Of course, a generation of corporate leaders didn’t just wake up one day and decide to stop honoring their obligations. Rather, it is the end result of diligent ideological campaigning, supported since the 1970s by a free-market think tanks and right-wing media outlets underwritten by the hyper-rich. And so it’s come to pass that abandoning pension promises to workers via lump-sum buyouts, as the Trump administration’s new IRS guidance, first reported by CNN, encourages firms to do, is officially called “de-risking” by the business community.

Ironically enough, companies don’t even make productive use of the capital they free up by ditching retirees in this fashion. Instead, this boodle is bundled off to the very investors who brought this pressure in the first place, effectively enshrining a competitive stock share value as a corporation’s pre-eminent product. A fissure, between workers and the nominal productive goals of the firms for which they toil, naturally emerges.

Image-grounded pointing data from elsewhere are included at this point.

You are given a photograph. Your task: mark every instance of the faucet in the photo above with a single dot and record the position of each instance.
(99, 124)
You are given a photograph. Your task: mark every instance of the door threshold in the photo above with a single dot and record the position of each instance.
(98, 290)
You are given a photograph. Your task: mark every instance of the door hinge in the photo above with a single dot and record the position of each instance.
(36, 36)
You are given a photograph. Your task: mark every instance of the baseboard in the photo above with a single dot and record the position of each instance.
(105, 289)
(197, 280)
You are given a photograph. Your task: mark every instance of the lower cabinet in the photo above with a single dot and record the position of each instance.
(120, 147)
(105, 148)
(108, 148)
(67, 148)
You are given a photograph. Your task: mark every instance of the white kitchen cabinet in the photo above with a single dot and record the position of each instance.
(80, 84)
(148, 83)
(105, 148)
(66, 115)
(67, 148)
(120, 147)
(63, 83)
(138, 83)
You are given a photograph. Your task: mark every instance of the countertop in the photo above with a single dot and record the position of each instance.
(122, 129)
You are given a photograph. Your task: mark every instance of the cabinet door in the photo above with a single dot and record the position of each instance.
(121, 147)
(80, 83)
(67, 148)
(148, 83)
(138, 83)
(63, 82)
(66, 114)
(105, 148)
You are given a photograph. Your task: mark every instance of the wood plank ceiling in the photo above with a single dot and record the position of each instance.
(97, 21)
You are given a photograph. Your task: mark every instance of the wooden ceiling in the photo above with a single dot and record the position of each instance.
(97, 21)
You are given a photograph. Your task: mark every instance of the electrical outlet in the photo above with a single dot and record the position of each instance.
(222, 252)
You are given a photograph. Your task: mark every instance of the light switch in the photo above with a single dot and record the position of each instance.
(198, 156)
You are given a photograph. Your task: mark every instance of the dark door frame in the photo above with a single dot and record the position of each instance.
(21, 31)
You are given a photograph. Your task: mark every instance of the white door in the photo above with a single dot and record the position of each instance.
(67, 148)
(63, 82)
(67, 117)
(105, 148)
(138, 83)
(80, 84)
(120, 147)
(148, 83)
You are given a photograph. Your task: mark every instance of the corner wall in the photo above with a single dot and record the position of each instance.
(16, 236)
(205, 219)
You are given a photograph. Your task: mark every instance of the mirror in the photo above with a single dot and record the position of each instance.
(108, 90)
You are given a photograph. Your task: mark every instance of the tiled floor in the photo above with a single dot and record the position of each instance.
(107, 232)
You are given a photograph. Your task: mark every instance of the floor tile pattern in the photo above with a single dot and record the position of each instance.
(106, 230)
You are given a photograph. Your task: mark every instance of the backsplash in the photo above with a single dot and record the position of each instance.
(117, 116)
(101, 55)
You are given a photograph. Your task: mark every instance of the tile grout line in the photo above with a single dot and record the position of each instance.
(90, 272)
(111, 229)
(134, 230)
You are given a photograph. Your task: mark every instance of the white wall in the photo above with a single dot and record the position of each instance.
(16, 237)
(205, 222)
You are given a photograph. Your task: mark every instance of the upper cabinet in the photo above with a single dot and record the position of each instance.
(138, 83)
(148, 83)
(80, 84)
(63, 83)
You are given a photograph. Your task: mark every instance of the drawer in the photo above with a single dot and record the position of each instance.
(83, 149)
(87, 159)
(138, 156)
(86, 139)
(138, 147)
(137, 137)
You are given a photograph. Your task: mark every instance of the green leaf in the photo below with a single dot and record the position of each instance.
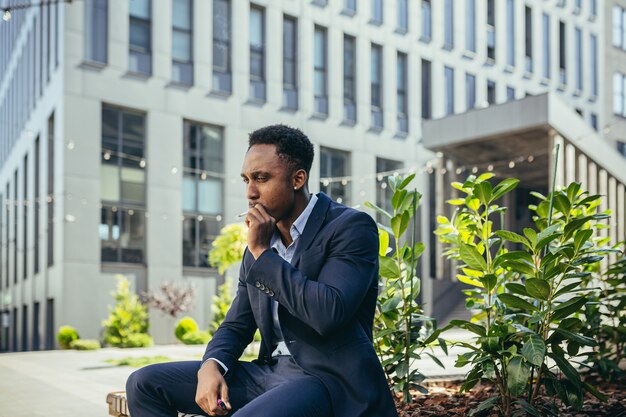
(489, 281)
(562, 204)
(383, 242)
(398, 198)
(504, 187)
(538, 288)
(534, 350)
(377, 209)
(568, 307)
(512, 237)
(472, 327)
(518, 372)
(516, 288)
(574, 337)
(469, 254)
(514, 301)
(399, 223)
(388, 268)
(567, 369)
(482, 191)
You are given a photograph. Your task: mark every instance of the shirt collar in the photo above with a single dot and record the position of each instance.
(297, 228)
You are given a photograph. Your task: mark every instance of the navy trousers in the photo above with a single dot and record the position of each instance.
(282, 389)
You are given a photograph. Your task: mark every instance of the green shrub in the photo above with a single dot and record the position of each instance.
(127, 318)
(195, 337)
(184, 326)
(138, 340)
(85, 344)
(66, 335)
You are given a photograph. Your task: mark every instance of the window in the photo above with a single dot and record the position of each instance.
(222, 78)
(140, 41)
(510, 34)
(426, 21)
(562, 62)
(402, 10)
(491, 30)
(25, 197)
(257, 53)
(377, 12)
(528, 38)
(384, 168)
(593, 52)
(203, 191)
(50, 199)
(470, 91)
(619, 94)
(470, 25)
(376, 85)
(349, 78)
(334, 168)
(349, 7)
(37, 203)
(122, 189)
(290, 63)
(182, 35)
(402, 94)
(448, 42)
(594, 121)
(426, 90)
(449, 86)
(546, 46)
(96, 30)
(320, 70)
(491, 92)
(510, 93)
(578, 39)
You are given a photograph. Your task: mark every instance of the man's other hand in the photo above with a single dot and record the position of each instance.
(261, 227)
(211, 386)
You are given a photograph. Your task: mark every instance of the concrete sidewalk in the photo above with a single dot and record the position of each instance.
(72, 383)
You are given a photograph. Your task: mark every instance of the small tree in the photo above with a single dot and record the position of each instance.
(525, 298)
(399, 318)
(127, 319)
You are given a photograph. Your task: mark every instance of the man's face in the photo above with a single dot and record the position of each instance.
(268, 181)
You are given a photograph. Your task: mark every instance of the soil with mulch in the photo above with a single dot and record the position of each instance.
(444, 400)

And that fracturing eventually exacts a cost on the lives of those outside these arrangements. Pensions help retirees mitigate the extent to which they will need to lean on public programs or private subsidies that shift service costs – like hospital bills, for instance – to other consumers. The 401(k) system touted as an alternative to pensions produces far worse outcomes for the relatively few workers who even have access to these products.

The widening of these financial strains beget additional economic dislocation and its attendant anxieties — and further the fearful environment that makes trading a lifetime pension for a lump-sum payoff more attractive. This efficient allocation of burdens is the end result of a logic that Demos’ Traub says “Wall Street wants to see, because it makes shareholders a bigger profit more quickly.”

As the EPI’s Morrissey notes, the casual deception of these retirement payouts doesn’t just position the poaching of hard-earned employee benefits as a responsible act, it helps to mask the extractive reality of the financial sector in ways that have made the investor class almost untouchable for politicians throughout their free-marketers’ cold war on working people.

“Their supposed value to society is that they are distributionally efficient, allocating capital to the most productive use. But so much of what they’ve been doing lately,” he says, bears “only the most indirect relationship to any investment in a productive growing economy, and everything to do with skimming money off people.” Reader beware: That lump sum offer, promising freedom from economic fear, is just one more grasping hand reaching for your pocket.